This hasn’t worked too badly because >99% of the time taken in our resolvers is making requests to other services. But it sounds like using the same approach as the Absinthe async middleware, but with Task.yield and Task.shutdown instead of Task.await is the approach we should’ve taken.

I’m just wondering: the async middleware docs say it’s an example of building middleware. Is it something you use in production yourself? If so, how do you handle the timeouts gracefully?

I have another question.
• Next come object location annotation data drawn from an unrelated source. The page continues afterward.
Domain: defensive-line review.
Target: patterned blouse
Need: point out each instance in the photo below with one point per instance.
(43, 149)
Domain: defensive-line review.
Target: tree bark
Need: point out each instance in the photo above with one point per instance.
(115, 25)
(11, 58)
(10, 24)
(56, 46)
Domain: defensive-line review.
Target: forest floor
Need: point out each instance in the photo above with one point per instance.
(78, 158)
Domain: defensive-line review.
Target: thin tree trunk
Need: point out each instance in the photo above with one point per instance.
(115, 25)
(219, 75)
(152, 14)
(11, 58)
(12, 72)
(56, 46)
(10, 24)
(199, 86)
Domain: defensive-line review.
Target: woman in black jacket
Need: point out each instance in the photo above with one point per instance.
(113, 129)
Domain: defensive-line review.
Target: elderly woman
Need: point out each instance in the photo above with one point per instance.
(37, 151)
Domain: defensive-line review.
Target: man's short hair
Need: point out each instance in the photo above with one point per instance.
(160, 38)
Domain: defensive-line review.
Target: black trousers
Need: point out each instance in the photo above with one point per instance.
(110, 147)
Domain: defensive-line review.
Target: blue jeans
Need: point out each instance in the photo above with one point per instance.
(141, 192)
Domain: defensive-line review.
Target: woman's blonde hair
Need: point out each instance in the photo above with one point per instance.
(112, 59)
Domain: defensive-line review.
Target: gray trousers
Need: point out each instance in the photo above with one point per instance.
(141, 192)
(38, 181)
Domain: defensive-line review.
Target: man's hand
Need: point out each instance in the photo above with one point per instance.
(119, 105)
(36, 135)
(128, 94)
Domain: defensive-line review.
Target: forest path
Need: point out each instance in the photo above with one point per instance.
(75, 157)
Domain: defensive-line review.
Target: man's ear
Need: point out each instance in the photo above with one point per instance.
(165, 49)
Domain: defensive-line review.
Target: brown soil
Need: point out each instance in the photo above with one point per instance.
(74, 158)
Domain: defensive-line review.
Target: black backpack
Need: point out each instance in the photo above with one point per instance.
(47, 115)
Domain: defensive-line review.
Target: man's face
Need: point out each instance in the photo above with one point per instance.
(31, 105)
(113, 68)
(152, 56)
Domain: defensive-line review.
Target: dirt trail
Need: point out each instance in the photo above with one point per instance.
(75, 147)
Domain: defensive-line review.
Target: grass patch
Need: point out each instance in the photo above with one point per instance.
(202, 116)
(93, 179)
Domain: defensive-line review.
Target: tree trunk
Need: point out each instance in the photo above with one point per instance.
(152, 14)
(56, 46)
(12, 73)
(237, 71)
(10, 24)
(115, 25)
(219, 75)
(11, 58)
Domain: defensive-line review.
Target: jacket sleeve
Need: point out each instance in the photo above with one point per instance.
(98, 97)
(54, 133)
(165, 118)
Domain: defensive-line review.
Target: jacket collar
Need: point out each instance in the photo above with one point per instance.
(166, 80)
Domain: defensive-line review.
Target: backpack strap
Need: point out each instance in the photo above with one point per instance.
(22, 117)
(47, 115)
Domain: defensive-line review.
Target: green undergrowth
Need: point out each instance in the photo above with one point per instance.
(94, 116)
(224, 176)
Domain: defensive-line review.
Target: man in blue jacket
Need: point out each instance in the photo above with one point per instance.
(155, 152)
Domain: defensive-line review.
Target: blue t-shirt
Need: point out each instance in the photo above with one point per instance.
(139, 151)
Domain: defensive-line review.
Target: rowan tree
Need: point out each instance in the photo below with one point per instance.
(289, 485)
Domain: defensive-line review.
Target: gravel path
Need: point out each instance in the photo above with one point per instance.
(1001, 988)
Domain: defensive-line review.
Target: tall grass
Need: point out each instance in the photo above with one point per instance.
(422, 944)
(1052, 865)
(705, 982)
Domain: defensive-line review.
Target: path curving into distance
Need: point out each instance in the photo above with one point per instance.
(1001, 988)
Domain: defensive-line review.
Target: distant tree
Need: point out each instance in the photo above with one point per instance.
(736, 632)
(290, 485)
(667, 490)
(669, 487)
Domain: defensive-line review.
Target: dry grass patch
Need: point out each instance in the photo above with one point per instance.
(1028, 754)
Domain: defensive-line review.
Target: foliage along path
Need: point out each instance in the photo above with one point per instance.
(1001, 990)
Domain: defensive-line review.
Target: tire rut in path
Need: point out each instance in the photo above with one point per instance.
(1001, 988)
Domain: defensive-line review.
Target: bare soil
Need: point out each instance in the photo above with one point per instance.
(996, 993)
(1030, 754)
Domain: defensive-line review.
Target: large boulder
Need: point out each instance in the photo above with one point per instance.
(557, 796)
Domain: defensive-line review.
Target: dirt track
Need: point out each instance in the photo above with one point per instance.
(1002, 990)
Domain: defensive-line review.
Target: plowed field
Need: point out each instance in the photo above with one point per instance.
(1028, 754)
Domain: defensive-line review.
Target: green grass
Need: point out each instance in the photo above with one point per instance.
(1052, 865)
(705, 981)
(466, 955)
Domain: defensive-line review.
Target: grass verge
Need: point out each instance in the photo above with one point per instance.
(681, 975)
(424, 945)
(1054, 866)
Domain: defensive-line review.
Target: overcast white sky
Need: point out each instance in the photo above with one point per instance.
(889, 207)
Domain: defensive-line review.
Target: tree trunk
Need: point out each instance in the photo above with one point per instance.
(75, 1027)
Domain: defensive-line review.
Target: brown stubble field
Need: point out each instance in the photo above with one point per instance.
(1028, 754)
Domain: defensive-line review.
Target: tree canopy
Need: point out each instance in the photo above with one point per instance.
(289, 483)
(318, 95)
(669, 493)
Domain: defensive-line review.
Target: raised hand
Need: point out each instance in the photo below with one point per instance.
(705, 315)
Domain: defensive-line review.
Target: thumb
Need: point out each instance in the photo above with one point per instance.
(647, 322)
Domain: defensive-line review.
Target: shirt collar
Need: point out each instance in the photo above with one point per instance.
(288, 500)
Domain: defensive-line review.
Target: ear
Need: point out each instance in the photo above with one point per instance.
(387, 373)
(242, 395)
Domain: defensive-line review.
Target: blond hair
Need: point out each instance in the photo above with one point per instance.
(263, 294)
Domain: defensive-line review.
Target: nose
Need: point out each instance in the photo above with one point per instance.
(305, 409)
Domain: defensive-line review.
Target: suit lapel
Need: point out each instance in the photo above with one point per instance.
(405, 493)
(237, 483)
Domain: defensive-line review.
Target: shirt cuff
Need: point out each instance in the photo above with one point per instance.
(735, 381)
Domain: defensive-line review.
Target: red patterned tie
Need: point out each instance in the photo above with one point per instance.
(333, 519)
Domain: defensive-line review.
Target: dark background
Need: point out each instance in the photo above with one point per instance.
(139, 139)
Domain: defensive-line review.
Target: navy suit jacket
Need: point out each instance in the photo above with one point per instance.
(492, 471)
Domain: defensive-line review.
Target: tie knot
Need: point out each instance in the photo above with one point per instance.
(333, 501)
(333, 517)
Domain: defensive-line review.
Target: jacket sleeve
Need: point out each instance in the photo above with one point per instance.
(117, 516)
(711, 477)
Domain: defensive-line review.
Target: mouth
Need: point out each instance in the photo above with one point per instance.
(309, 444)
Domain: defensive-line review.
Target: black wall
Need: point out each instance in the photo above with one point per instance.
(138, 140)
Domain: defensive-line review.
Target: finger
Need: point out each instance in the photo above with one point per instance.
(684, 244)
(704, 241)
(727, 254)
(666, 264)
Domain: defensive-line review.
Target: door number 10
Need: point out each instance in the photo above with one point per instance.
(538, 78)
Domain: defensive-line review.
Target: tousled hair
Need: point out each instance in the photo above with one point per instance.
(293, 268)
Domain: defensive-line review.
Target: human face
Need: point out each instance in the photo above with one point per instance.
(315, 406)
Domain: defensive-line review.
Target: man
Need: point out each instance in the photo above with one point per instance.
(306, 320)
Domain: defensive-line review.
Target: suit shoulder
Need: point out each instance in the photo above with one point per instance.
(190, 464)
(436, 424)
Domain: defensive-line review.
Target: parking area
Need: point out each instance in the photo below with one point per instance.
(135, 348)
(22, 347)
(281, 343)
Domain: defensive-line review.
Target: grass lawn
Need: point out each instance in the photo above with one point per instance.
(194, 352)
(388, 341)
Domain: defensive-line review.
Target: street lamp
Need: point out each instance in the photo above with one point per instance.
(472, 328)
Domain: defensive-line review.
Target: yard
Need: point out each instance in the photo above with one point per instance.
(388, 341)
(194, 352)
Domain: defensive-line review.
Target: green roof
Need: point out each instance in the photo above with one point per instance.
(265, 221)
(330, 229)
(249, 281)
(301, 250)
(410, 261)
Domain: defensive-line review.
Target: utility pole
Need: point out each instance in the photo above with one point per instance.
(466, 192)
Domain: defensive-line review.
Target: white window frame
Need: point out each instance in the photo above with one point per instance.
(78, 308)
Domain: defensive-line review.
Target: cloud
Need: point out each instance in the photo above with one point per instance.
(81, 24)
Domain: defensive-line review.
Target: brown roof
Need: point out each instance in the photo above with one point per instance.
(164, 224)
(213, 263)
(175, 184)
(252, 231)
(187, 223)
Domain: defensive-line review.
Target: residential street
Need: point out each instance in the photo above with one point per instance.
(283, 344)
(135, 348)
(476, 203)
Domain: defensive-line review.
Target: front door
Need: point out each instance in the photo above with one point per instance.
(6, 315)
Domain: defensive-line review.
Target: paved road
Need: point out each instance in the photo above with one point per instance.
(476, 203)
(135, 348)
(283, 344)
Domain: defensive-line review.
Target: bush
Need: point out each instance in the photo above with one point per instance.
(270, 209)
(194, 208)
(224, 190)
This code looks like an ideal use-case for Task.async_stream, and it isn’t hooked in via middleware.

  defp do_batching(input) do
    input
    |> Enum.group_by(&elem(&1, 0), &elem(&1, 1))
    |> Enum.map(fn {{batch_fun, batch_opts}, batch_data} ->
      system_time = System.system_time()
      start_time_mono = System.monotonic_time()

      task =
        Task.async(fn ->
          {batch_fun, call_batch_fun(batch_fun, batch_data)}
        end)

      metadata = emit_start_event(system_time, batch_fun, batch_opts, batch_data)

      {batch_opts, task, start_time_mono, metadata}
    end)
    |> Map.new(fn {batch_opts, task, start_time_mono, metadata} ->
      timeout = Keyword.get(batch_opts, :timeout, 5_000)
      result = Task.await(task, timeout)

      duration = System.monotonic_time() - start_time_mono
      emit_stop_event(duration, metadata, result)

      result
    end)
  end

Is there another reason why Task.async_stream isn’t used here?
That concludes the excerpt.